Finding the Convolution of Two Functions Using the Laplace Transform

[redundant6939]

Homework Statement

[itex]x(t) = cos(3πt)[/itex]
[itex]h(t) = e^-2tu(t)[/itex]

Find [itex]y(t) = x(t) * h(t) [/itex](ie convolution)

Homework Equations

Y(s) = X(s)H(s) and then take inverse laplace tranform of Y(s)

The Attempt at a Solution

[itex] L(x(t)) = [πδ(ω - 3π) + πδ(ω + 3π)] [/itex]
[itex] L(h(t)) = \frac{1}{s+2} [/itex]

Laplace Transform inverse :
[itex] y(t) = \frac{1}{2} \int \frac{e^{st}}{s+2} * δ(w-3π) [/itex] + [itex] \frac{1}{2} \int \frac{e^{st}}{s+2} * δ(w+3π)dt = \frac{1}{2} \frac {e^{3sπ} + e^{-3sπ}}{s+2} [/itex]

Im not sure about direc delta integration..

 

[vela]

The Laplace transform of ##\cos 2\pi t## isn't what you said it is. (It should be a function of ##s##, not ##\omega##.) You're thinking of the Fourier transform.

 

[redundant6939]

The Laplace transform of ##\cos 2\pi t## isn't what you said it is. (It should be a function of ##s##, not ##\omega##.) You're thinking of the Fourier transform.

Is it [itex] \frac {s}{s^2 + (3π)^2}[/itex] ?

 

[vela]

Yes.

 

[redundant6939]

But isn't that the LT of cos(3pi*t)u(t)?

 

[vela]

Yes.
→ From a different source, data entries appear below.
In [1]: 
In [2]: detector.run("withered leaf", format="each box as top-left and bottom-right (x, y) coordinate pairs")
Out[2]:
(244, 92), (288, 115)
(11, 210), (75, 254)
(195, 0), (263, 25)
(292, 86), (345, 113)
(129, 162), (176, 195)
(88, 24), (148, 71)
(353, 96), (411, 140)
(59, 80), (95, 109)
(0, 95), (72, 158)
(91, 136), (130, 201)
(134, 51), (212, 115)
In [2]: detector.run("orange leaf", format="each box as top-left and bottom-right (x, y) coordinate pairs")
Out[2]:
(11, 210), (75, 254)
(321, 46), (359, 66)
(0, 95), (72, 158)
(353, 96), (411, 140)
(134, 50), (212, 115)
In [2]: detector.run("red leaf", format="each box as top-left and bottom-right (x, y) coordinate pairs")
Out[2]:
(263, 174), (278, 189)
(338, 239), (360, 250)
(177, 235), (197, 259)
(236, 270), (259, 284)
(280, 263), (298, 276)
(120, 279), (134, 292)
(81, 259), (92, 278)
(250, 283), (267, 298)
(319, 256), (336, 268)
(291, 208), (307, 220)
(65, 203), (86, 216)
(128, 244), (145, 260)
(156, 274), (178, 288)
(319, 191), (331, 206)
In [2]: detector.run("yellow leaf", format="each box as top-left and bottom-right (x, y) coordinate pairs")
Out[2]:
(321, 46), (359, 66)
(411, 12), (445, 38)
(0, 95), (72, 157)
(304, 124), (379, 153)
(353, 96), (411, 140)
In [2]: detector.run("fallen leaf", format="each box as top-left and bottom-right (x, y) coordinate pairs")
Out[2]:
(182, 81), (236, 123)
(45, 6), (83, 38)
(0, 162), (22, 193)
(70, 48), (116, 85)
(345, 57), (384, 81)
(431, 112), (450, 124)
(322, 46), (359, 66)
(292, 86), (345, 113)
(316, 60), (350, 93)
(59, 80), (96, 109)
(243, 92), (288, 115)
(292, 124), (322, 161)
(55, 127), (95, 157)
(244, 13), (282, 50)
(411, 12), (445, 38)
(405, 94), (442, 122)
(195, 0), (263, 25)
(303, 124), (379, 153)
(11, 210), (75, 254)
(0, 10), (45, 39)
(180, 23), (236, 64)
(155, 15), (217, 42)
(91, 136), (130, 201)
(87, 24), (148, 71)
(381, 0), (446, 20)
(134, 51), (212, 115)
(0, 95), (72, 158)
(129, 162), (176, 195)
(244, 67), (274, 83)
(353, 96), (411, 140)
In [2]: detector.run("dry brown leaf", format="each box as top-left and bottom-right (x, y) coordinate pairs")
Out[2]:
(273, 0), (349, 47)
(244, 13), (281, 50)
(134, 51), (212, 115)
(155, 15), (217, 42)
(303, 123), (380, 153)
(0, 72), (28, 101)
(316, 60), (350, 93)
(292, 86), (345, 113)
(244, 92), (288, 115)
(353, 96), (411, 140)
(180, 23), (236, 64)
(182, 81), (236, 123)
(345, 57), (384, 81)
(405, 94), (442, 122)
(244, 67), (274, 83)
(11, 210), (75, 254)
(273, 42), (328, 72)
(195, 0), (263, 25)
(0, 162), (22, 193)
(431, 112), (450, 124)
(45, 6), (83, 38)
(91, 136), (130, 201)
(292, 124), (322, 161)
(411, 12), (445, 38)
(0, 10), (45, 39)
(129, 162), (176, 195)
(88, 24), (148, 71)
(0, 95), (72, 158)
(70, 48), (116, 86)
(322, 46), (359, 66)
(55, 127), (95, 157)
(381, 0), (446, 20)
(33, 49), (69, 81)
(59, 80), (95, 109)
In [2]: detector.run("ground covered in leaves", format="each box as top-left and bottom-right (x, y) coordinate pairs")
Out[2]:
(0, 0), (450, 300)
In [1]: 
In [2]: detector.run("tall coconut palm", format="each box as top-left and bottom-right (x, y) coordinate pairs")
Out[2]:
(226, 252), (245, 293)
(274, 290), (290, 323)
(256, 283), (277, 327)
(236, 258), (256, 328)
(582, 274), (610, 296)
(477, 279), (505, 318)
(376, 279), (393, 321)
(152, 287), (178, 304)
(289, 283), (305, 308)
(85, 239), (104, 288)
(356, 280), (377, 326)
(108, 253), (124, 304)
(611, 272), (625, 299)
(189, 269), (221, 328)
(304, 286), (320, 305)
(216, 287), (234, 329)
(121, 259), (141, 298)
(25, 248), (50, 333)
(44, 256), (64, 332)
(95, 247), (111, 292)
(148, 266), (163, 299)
Usually, it's assumed you're working with the unilateral Laplace transform, and you essentially ignore what's going on before t=0. Are you supposed to be using the bilateral Laplace transform?

 

[Ray Vickson]

But isn't that the LT of cos(3pi*t)u(t)?

The "bilateral" transform of ##\cos(3 \pi t)## does not exist, because the integral
[tex] \int_{-\infty}^{\infty} e^{-st} \cos(3 \pi t) \, dt [/tex]
is not convergent. However, the "unilateral" LT of ##u(t) \cos(3 \pi t)## certainly does exist.